Microsoft Corp. has teamed with public relations and marketing agency Burson-Marsteller on a campaign to garner industry support for asking regulators to scrutinize and potentially block the proposed merger of Google Inc. and DoubleClick.
Called the Initiative for Competitive Online Marketplace, or iCOMP, the group's mission, according to its Web site, is "to highlight important principles in online services and begin important industry discussions around copyright, privacy, and competition."
So far, Microsoft and Burson-Marsteller seem to be the only companies behind the initiative, though Gavin Grant, the U.K. chairman of Burson-Marsteller, said the names of companies and organizations that have signed iCOMP's online petition should be listed on the Web site by the end of Monday. Microsoft and Burson-Marsteller were planning to go public with iCOMP in a few weeks, but published reports broke news of the initiative Monday.
On behalf of Microsoft, Burston-Marsteller has been sending out e-mails for several weeks to companies, organizations, consumer advocacy groups and the like who are interested in "creating a competitive and dynamic online marketplace," Grant said Monday.
Those companies have been asked to review the Web site and to sign a petition based on a set of principles inspired by concerns raised around the Google-DoubleClick deal.
Grant declined to name any of the more than 100 companies or organizations that were contacted, and said he did not know if Google was among them. Google did not respond to requests for comment Monday.
Grant did not explicitly come out and say that iCOMP was formed to directly block the Google-DoubleClick merger.
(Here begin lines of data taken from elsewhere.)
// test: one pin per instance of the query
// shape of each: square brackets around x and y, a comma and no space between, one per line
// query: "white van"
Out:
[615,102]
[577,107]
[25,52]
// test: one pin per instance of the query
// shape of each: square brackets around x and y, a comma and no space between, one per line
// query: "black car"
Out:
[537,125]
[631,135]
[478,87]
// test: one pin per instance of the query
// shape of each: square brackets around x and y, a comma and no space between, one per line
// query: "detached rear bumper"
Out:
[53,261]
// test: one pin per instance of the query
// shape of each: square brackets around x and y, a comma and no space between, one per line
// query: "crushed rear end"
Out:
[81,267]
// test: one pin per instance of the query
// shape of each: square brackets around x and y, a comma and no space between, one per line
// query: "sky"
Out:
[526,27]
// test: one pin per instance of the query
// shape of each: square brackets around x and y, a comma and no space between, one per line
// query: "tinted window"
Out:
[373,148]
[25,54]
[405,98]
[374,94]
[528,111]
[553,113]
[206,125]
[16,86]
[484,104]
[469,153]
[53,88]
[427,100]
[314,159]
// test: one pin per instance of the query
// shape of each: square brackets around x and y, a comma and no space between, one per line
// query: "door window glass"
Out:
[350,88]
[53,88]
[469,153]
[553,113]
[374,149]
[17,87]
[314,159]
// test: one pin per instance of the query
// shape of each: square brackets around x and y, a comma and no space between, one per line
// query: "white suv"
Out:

Microsoft and Burson-Marsteller are interested in fostering a discussion to ensure that the digital marketplace remains competitive and they hope that other companies and consumer interest groups that have raised concerns about the merger will join them, he said.
However, the iCOMP petition clearly points to the group's interest in taking a stand against the Google-DoubleClick deal, which opponents claim would give Google control of 80 percent of ads served on the Internet.
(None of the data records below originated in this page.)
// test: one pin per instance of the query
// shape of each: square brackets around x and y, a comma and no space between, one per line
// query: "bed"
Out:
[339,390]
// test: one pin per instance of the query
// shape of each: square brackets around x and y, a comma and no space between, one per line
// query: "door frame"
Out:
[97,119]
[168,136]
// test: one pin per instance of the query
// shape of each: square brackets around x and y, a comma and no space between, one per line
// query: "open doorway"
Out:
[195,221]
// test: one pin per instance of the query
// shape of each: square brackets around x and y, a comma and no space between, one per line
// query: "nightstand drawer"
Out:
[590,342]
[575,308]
For example, the first principle on the iCOMP petition asks signers to agree that "regulators should carefully scrutinize any transactions in the online advertising sector that would create or enhance a dominant market position, substantially reduce existing or future competition, or leave advertisers, online publishers, or consumers with fewer options."
Google announced plans to acquire DoubleClick for US$3.1 billion in April, a deal that immediately had competitors and industry groups crying foul over how much of the online advertising market the combined company would own and also how much access to consumer information it would have. U.S. government agencies scrutinizing the deal include the Federal Trade Commission and two congressional committees.
Google has defended itself in blog posts saying that competitors such as Microsoft, Yahoo Inc. and AOL LLC also are buying up companies to help them boost online advertising and consumer marketing strategies. The company claims its move to buy DoubleClick has not prevented other companies from competing.
Microsoft naturally doesn't see it that way. In an interview Monday company spokesman Jack Evans was more willing to voice his company's concern about the merger and to link iCOMP to Google-DoubleClick opposition, acknowledging that without that merger on the table, there would likely be no iCOMP.
"Like others, we believe this proposed merger raises serious questions about the future of competition in the online advertising market, as well as about consumer privacy and copyright protection," Evans said.
When asked about Microsoft's own anticompetitive practices, something for which the European Commission recently upheld a $613 million fine against it, he said that Microsoft never attempted to purchase a competitor to become a leader in a market, something Microsoft and others believe Google is doing with DoubleClick.
"It's one thing to earn your way into a dominant position in the marketplace, it's another thing to buy your competitors to lock up the marketplace," he said.
Though there are legitimate concerns about privacy and competition to be had over Google-DoubleClick, to some the formation of iCOMP might appear to be sour grapes on the part of Microsoft. The company was rumored to be in a bidding war with Google for DoubleClick, hoping to acquire the company to boost its own advertising revenue. Microsoft eventually settled for a $6 billion purchase of interactive digital services firm aQuantive, a deal that closed last month.
And it wasn't so long ago that Microsoft was in the position of being scrutinized for consumer-privacy issues surrounding a Web services initiative called Hailstorm. The company in 2001 proposed Hailstorm as a central repository it would maintain for online user identity so Web users would have easy access to their personal information for online transactions. Hailstorm didn't fly with consumers or other companies because no one wanted Microsoft to be the sole owner of people's personal information.